Liverpool: Capital of Culture
Contemporary Review, May, 2004 by Richard Whittington-Egan
To cult rather than to culture must be assigned those popular folk interests, those crowd pullers, the Beatles and the Liverpool and Everton football teams.
Throughout its history this enigmatic city has proved--as might be expected of a place one of whose sons, John Bellingham, assassinated a prime minister, Spencer Perceval--a political paradox. Parliamentarily represented by a Labour majority, it has at the same time remained municipally solid Conservative, and maintained, for more than a quarter of a century, a sound economic equilibrium under the successive regimes of a redoubtable triumvirate of Tory knights. Sir Archibald Salvidge, who ventured and brought off the [pounds sterling]7,723,000 gamble of the Mersey Tunnel. Sir Thomas White, who developed Speke, the first of the city's industrial estates. Sir Alfred Shennan, who forged ahead with the new policy of trading estates, and piloted Liverpool through the perilous days of the Second World War. The modern equivalent in mid-twentieth-century Liverpool of the privateers and merchant princes of old were men like Vernon Sangster, and John and Cecil Moores, with their colossal pools empires and nation-spanning chains of mail order and department stores.
Liverpool's epicurean contribution to culinary culture, her plat de la ville, is Scouse. This is effectively a pot of stew originally compounded of cheap cuts of mutton, potatoes, and onions. An occasional additional ingredient is pickled cabbage. Blind Scouse is the mixture as before, but with no meat in it. Recondite argument has long wafted to and fro as to the origin of the name of this exotic dish. It is widely held to be derived from a sailor's favourite fare of stewed meat, ships biscuits and miscellaneous available vegetables. Much beloved by, especially, Scandinavian seamen, who called it lobscows.
The great jewel in Liverpool's crown is, of course, the Albert Dock development, which is, indeed, not only stunningly impressive, but highly educative without tears. This massive project of urban renewal marks its twentieth anniversary this month. Some 600,000 people visit its attractions every year.

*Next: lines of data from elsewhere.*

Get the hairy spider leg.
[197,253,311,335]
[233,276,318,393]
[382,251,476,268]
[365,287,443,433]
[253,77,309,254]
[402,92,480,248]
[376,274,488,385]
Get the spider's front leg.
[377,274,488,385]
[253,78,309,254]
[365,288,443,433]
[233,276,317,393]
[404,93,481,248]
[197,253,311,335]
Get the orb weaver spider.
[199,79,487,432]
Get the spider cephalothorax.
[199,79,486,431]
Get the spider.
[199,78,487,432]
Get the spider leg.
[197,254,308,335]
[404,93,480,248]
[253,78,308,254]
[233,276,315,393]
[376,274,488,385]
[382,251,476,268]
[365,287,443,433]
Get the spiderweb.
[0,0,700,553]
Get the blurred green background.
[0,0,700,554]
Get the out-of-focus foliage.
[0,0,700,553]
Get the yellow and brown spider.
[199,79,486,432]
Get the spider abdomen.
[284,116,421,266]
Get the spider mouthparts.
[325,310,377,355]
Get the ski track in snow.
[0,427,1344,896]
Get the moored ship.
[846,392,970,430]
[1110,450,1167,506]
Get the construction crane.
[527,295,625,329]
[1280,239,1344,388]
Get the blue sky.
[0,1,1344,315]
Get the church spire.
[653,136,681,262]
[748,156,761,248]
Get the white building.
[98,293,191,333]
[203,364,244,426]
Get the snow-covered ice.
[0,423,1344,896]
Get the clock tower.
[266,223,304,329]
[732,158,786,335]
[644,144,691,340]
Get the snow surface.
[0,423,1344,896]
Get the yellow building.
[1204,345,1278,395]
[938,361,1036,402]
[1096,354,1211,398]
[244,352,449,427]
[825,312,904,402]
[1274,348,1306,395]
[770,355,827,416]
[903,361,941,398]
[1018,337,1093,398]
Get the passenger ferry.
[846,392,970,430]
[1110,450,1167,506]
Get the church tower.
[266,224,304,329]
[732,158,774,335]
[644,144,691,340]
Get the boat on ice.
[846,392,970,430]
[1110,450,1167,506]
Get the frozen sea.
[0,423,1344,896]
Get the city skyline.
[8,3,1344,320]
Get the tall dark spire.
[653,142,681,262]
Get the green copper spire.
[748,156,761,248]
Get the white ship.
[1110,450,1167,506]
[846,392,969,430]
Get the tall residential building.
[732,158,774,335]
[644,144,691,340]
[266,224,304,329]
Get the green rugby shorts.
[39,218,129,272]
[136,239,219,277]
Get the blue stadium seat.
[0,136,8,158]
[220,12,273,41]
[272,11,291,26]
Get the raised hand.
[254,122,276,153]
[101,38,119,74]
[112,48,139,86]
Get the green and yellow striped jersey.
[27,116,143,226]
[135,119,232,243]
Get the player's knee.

Other, but no less fascinating attractions include that Victorian glass-and-iron marvel, the Palm House, in Sefton Park. It offers enormous potential. Events therein have already featured a concert--albeit fund-raising--of Gregorian chant by candlelight. Out at Mossley Hill, is a very charming old house, 'Sudley', the former home of Miss Emma Holt, of the prosperous shipping-line family. She left house and grounds and her family's fine collection of paintings to the city. It is now open to the public. Also not to be missed is the extraordinary maze of underground tunnels and halls reamed out of the sandstone bedrock 180 years ago, in the diminishing shadow of Boney, by the wealthy and eccentric tobacco tycoon, Joseph Williamson, the Mole of Mason Street, also crowned 'King of Edgehill'.
Over the centuries the little fishing settlement by the Mersey pool, has, nourished by the interest of kings, beginning with King John's charter of 1207, steadily blossomed into a wide and far-flung territory, embraced now within the convenient portmanteau-word, Merseyside. But no matter how deep into the surrounding country the city may stretch the tentacles of industrial, or mere housing, development, wherever one goes one sees buses bearing upon their fronts the legend 'Pier Head'--the Pier Head, where Liverpool begins and ends, and the music of the seaport city sounds in the blustering wind, the hooting of ships' sirens, and the raucous mewing of the gulls.